Tiara diam tidak menanggapi. Semua yang dikatakan oleh Marquess White benar adanya. Tidak sembarang orang boleh menyentuh keluarga raja, hanya orang tertentu yang disetujui oleh raja saja yang diperbolehkan, meski mereka adalah seorang bangsawan yang berpengaruh mereka tetap harus membuat batasan.

Marquess keluar dari tenda perkemahan meninggalkan Tiara dan Putra Mahkota untuk diurus. Saat ia keluar Marchioness Christ langsung menuju Marquess White, suaminya.

"Suamiku! Suamiku!" Marchioness berlari menuju suaminya, perasaan khawatir terlihat dari wajahnya.

"Ada apa, istriku? Hey, tenanglah. Ada apa?" Marquess memegang tubuh istrinya yang hampir saja terjatuh. Ia juga membantu menenangkannya.

"Itu... Itu..."

"Tenanglah, pelan-pelan. Ceritakan pelan-pelan, ada apa?"

"Valentine... Valentine belum kembali! Waktu berburu seharusnya sudah selesai dua jam yang lalu, tapi dia belum kembali!" Marchioness berkata dengan berusaha untuk menahan air matanya meskipun itu percuma, matanya mulai berkaca-kaca.

"Valentine... belum kembali?" Marquess melihat ke langit. Warna langit perlahan berubah menjadi gelap tanda hari sudah mulai malam.

"Tuan Marquess! Tuan Marquess!" Seorang pria beramput merah muda berteriak memanggil. "Mohon maaf atas kelancangan saya, tapi... Tuan muda Kaizen juga belum kembali sejak dua jam setelah berakhirnya waktu kompetisi," ucap Benjamin tak lupa menunduk hormat dihadapan bangsawan. Meski hatinya tidak tenang tapi dia tetap harus tahu sopan santun.

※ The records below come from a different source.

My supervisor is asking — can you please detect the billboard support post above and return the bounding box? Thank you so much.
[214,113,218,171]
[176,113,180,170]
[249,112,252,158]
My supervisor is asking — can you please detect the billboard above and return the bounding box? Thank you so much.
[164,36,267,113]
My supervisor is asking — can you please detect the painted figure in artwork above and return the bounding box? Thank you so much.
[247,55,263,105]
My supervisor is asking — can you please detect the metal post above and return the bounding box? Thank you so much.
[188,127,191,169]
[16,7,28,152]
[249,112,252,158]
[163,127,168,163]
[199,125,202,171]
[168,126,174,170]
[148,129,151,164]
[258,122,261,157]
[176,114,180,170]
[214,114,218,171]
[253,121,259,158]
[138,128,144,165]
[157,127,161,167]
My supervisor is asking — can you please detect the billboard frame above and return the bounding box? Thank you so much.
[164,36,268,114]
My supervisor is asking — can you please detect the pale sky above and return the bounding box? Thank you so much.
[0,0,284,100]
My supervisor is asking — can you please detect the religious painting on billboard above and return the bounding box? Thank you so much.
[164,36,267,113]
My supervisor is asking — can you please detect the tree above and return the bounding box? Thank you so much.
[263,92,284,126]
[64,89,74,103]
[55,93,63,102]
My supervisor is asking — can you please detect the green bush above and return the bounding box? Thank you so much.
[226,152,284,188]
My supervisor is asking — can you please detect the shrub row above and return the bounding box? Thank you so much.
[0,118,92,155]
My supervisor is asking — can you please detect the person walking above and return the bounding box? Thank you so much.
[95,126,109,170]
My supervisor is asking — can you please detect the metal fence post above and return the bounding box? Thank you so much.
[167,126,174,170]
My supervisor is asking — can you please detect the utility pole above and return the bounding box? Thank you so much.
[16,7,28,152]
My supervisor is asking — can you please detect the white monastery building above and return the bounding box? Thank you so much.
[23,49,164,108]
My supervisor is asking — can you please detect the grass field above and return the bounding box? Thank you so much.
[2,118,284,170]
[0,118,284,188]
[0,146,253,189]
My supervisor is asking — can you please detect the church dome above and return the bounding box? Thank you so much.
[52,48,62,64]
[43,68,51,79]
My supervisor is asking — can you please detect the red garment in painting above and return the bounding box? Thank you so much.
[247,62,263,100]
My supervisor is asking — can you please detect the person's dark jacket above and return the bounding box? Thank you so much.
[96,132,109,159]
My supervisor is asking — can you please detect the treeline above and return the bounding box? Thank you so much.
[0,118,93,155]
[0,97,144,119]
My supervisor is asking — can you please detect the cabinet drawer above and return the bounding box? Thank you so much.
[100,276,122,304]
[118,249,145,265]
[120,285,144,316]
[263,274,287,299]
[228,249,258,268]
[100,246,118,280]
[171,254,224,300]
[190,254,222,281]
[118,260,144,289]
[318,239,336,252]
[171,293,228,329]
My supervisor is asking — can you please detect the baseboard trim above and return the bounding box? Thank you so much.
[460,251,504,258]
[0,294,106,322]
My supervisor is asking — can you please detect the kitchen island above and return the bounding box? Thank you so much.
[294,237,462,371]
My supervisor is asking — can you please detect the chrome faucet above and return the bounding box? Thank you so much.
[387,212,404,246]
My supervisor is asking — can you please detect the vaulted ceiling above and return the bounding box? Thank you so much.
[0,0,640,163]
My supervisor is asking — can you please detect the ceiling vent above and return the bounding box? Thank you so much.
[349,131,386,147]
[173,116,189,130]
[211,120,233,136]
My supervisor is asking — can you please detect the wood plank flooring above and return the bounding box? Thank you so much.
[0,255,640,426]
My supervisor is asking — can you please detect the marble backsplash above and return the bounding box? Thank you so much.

'Kaizen belum kembali? Padahal kita berpapasan.' Viktor yang mendengar perkataan Benjamin bergumam.

Marquess berdecak kesal. Putrinya dan keponakannya menghilang, itu berarti telah terjadi sesuatu pada mereka.

"Siapkan kesatria suci secepatnya!" Marquess berteriak memerintahkan.

"Tuan Marquess, izinkan kami ikut membantu anda. Anda pasti memerlukan pengintai dari atas." Seorang pria berpakaian hanfu putih berbicara setelah tidak sengaja mendengar keributan kecil.

"Saya merasa terhormat keturunan Long mau membantu masalah kami." Marquess menunduk berterima kasih.

"Jangan sungkan. Saya dan adik saya bisa membantu anda mencari mereka." Seorang yang diyakini seorang kakak tersenyum hingga kedua matanya sipit.

"Izinkan saya ikut dengan anda, tuan Marquess. Kaizen adalah adik saya, saya tidak bisa membiarkannya menghilang," ucap Viktor dengan keyakinan.

Marquess mengangguk menyetujui. "Kita berangkat sekarang juga!"